A few years ago my company was having issues with the air conditioning failing in our server room. We were dependent on our facilities department to inform us when this happened. I just happened to have a Raspberry Pi sitting on my desk, so I decided to use it to solve this problem. We had just started using Graylog as our log consolidation tool. So the project started there.
I chose TI’s TMP102 sensor because it was very cheap. I had originally hacked together a small python script. The script used another blog post for instructions on wiring and also had a code snippet for getting the temperature. I believe this was the blog post I used. I then used a GELF (the protocol used by Graylog to send logs) library to send the log data. After the script part of the project was finished, I added the temp to one of our dashboards in Graylog, then created alerts from there. I will write a post about using Graylog with PowerShell scripts later.

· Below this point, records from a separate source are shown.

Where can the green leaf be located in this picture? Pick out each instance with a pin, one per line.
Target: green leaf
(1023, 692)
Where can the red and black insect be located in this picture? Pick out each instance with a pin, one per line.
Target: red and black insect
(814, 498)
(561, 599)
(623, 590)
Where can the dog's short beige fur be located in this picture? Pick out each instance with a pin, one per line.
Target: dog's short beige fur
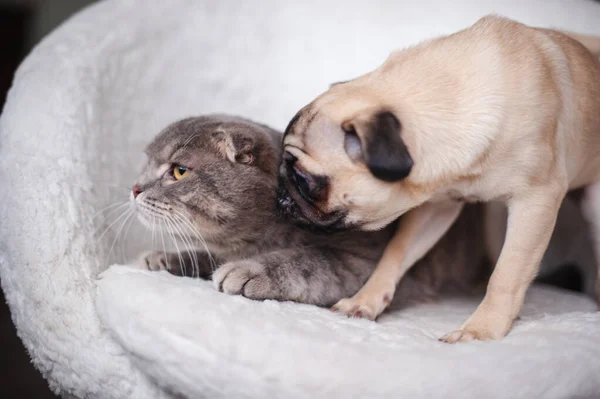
(498, 111)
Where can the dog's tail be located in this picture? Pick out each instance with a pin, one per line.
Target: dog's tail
(592, 43)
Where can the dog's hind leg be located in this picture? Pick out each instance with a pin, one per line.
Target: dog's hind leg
(591, 211)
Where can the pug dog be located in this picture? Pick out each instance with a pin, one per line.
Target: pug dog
(497, 112)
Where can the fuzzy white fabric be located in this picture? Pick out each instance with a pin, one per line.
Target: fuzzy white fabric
(95, 91)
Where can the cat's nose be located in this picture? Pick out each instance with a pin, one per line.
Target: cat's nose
(136, 190)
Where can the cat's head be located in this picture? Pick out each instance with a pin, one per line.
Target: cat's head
(209, 173)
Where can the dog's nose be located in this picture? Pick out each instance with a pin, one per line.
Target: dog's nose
(136, 190)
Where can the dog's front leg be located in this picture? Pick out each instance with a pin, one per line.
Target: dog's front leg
(531, 220)
(418, 231)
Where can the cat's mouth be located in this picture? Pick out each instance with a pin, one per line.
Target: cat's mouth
(293, 207)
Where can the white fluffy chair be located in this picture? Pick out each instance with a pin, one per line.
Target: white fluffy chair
(95, 91)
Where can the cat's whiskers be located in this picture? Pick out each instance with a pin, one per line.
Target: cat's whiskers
(128, 216)
(162, 237)
(119, 204)
(194, 230)
(123, 214)
(189, 245)
(123, 242)
(172, 236)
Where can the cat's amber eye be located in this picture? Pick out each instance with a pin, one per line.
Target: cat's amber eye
(179, 172)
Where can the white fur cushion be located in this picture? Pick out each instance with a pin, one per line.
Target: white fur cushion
(95, 91)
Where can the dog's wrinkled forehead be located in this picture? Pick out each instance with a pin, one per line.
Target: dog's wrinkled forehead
(295, 130)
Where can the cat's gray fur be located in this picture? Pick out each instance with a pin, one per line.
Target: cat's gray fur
(229, 197)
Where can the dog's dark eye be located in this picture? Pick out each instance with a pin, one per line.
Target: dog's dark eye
(352, 145)
(303, 183)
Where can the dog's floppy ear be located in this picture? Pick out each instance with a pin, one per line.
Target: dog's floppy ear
(236, 147)
(383, 149)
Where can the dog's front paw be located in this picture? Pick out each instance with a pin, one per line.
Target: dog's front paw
(480, 328)
(363, 306)
(247, 278)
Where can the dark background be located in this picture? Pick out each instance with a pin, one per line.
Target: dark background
(22, 24)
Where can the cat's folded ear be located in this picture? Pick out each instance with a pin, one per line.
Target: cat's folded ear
(236, 147)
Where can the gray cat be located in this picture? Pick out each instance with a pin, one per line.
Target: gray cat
(211, 181)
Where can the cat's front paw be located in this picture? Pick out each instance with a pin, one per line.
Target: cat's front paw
(247, 278)
(156, 261)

Fast forward a few years, the PowerShell team first released PowerShell 6 for Raspbian, then released the Microsoft PowerShell IOT module. When I saw this, I was itching to remove the only Python job/script running in our environment. Thus, the PowerShell module for the TMP102 sensor was created.
- A Raspberry PI 2 or 3
- A TMP102 Sensor
- A way to wire the sensor
- A server that accepts GELF. Either a server running Graylog or Logstash
- Image Rasbian Stretch
- Install PowerShell 6
- Install PowerShell IOT
- Install PowerShell TMP102 Module
- Install PowerShell PSGELF Module ( or ‘Install-Module PSGELF’)
- Wire the sensor. I used this blog post to wire and test the sensor.
- Download the example script here
- Schedule the script to be ran with cron every X number of minutes.